Charging Process of the IP6808 Chipset

Charging with the IP6808 chipset charger, it took only 3 hours and 20 minutes to charge from 10% to 100%. During this period, four stages were mainly observed. Since the charging voltage remains at 9V throughout the entire charging process, the following stage descriptions will not repeat the charging voltage.

In the first stage from 0:00 to 0:07, the wireless charger detected the battery of iPhone remains a 10% level and did not require a trickle charging stage, so it directly applied a higher current of 1.15A for charging. The reason why the Trickle charging process was skipped was that the cell phone battery voltage during Trickle charging is generally 0~2.75v, while when the cell phone battery has 10% level, the battery voltage is about 3V, which can be charged directly with high current without damaging to the battery.

The second stage is from 0:07 to 1:30. The charger detected the voltage of iPhone battery was gradually rising, and decreased the current to 0.8A and then fluctuates between 0.8A and 1A to charge the phone. In the end of this stage, the battery was charged to 60%.

The third stage, from 1:30 to 2:31. The charger detected that its temperature had reached 55 degrees and activated the protection mode to prevent further temperature rise. At this point, the charger started reducing its power output. However, to continue charging the phone battery at this voltage, it gradually decreased the charging current from 1.0A to around 0.25A. In the end of the third stage, the battery was charged to 80%.
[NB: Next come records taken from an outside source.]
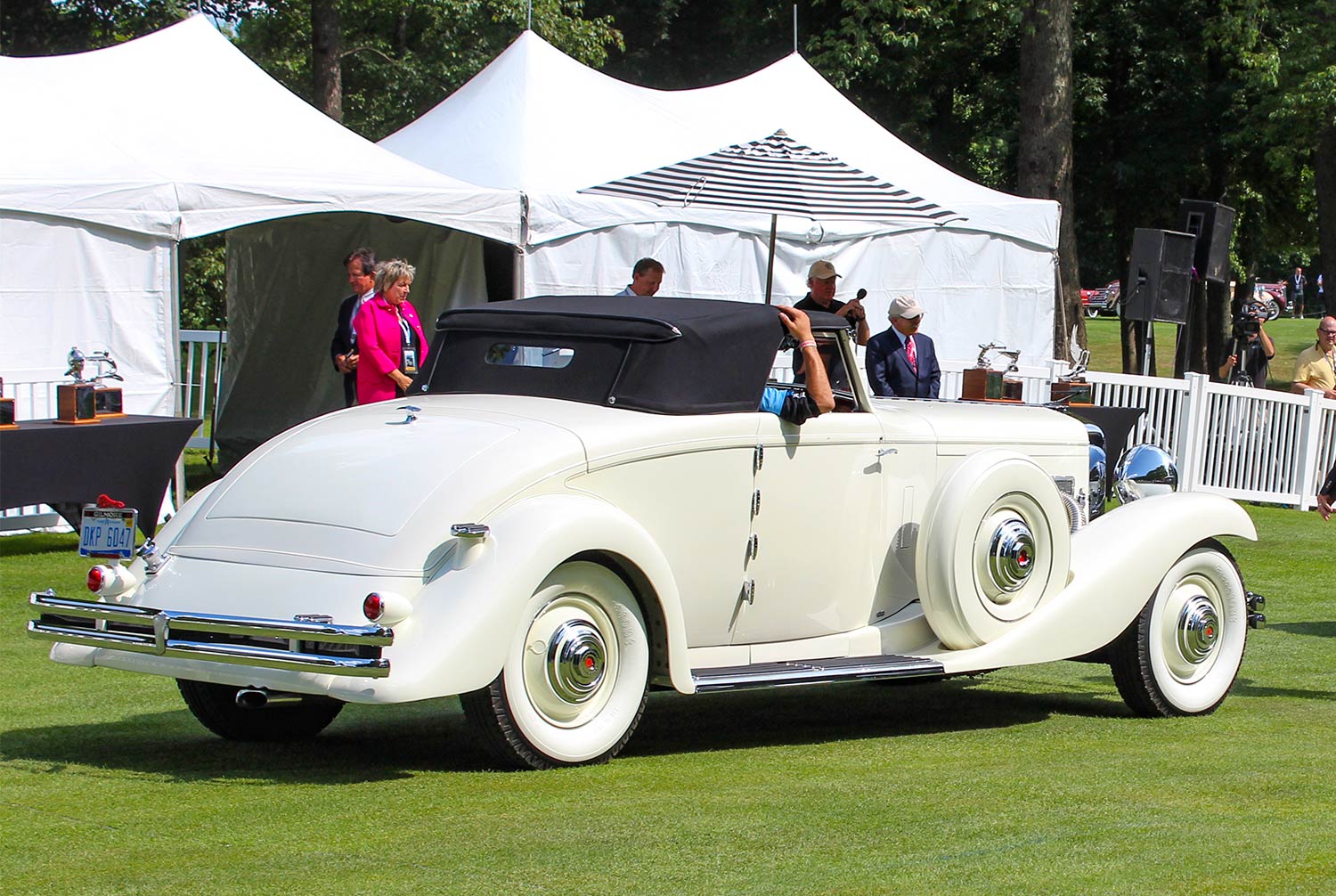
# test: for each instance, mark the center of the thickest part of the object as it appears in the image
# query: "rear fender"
(465, 618)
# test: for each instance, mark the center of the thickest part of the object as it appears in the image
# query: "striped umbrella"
(777, 175)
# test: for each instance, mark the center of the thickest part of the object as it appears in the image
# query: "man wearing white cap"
(902, 361)
(820, 297)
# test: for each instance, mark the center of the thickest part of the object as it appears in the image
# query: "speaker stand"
(1148, 346)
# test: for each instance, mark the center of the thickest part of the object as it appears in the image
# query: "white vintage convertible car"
(580, 501)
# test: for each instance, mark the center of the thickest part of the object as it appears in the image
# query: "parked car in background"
(1103, 301)
(580, 501)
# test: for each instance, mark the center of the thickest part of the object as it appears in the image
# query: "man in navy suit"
(361, 277)
(902, 361)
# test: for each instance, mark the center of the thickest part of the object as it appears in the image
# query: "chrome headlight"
(1144, 471)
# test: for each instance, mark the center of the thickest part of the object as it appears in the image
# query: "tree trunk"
(326, 59)
(1324, 178)
(1045, 146)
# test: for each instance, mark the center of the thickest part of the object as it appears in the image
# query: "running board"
(810, 672)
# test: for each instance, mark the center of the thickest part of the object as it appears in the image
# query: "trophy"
(83, 400)
(109, 401)
(1071, 387)
(983, 384)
Stage 4, from 2:31 to 3:32. The charger detected that the battery voltage had reached 4.35V and switched to trickle charging mode. Apple phone batteries use high-voltage cells with a maximum voltage of 4.35V. During this stage, the charger applied a low current of 0.15A to slowly charge the phone until the battery was fully charged.

Conclusion

By comparing the charging processes of the two chargers, we can see that the IP6808 chipset charger maintained stable charging voltage and current throughout the charging process, had lower charger temperature, and shorter charging time. On the contrary, the MCU chipset charger exhibited unstable charging voltage and current, switched between high and low charging power to control its own temperature, and had a longer charging time, especially when the temperature reaches 80 degrees. Therefore, using the IP6808 chipset with QI-Certified is the preferred choice for producing our high-quality wireless chargers.